Sunday, May 13, 2007

Have Achievement Points™ Ruined Gaming?

In my post about the Shivering Isles, I wondered whether Achievements have ruined gaming. (Or maybe ruined me as a gamer.) Dead Rising, which has received acclaim for its creative use of Achievements, seems like exactly the sort of game that is either making our lives as gamers more wonderful... or more revolting. If anyone has any advice for how I might cure my illness...


Just to re-cap.


From my ruminations on Shivering Isles: "And that's why Achievements are a beautiful thing. (Or are they?) I visit all the changing rooms at the Willamette Mall... because it's an achievement. I comb the Pacific City skyline for orbs... because it's an achievement. GoW II rested in its original wrapping for weeks and even Puzzle Quest is hardly enough to lure me away from my 360. My PS3 is gathering dust (mostly) and my Wii is left by the wayside. All because of those lovely, addictive, damned points. Seriously... why would I ever play Cloning Clyde instead of Twilight Princess!?!"


The sad reality.

There is an achievement in Dead Rising that requires you to kill 53,594 zombies in a single play-through. (That's the exact population of Willamette, according to the opening cinema.) After browsing the message boards, my boyfriend discovered that the best way to earn this achievement is to take a car into the maintenance tunnels, do a quick loop to mow down any zombies in your path, then rinse and repeat. About 150 times.

To me, this represents the ultimate in gaming insanity. Yesterday, I watched him drive this monotonous route for nearly 3 hours of straight, tedious gameplay. All for an Achievement.

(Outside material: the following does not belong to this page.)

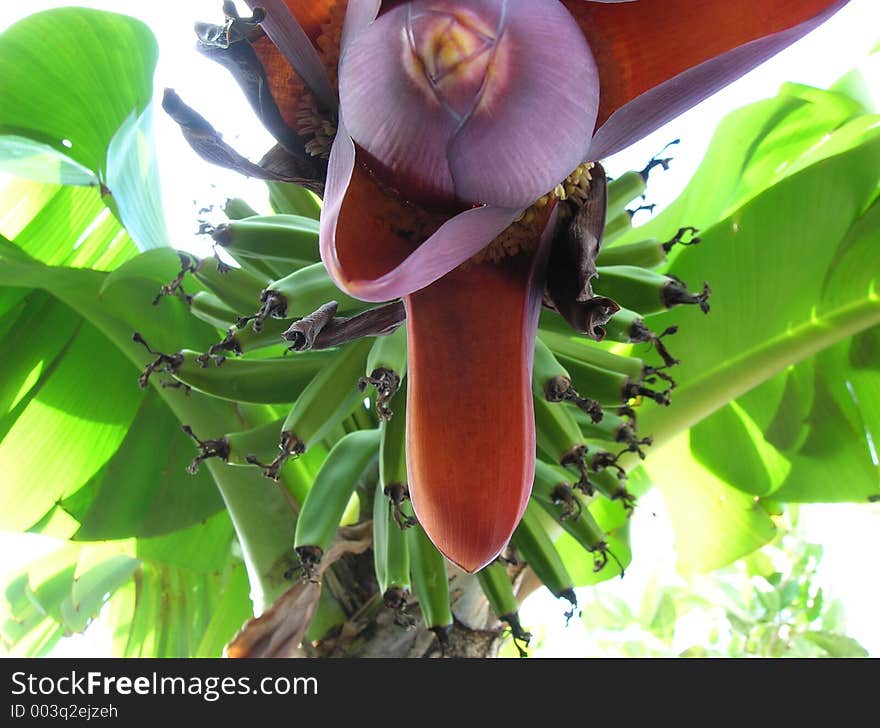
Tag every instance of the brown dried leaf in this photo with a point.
(209, 145)
(279, 631)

He is currently spending another 7 hours playing through the game a third time (and wrestling with some pretty frustrating AI) so that he can escort 50 survivors successfully (and answer all the transceiver calls). And when he's finished this, I have no doubt that he will play through a fourth time to get any achievements he might be missing. This is insane! This I do not condone! This is exactly... what I want to do now! I'm not proud of this weakness. Why should we keep playing a game when it becomes painful? Aren't there a hundred beautifully designed games begging for our attention? Is any frackin' game worth 200 Achievement Points?

But whether or not they foresaw the Achievement craze, Microsoft must be feeling pretty smart about now. I am buying and playing games for this system because of Achievements. Of course there are exceptions. (Any true gamer buys a game like Rainbow Six: Vegas on 360 because of online play.) But why preorder GTA IV or Assassin's Creed for 360 when they will be co-released—and potentially more graphically stunning—on PS3? Because that's exactly what I did.

I have absolutely no defensible point to argue here.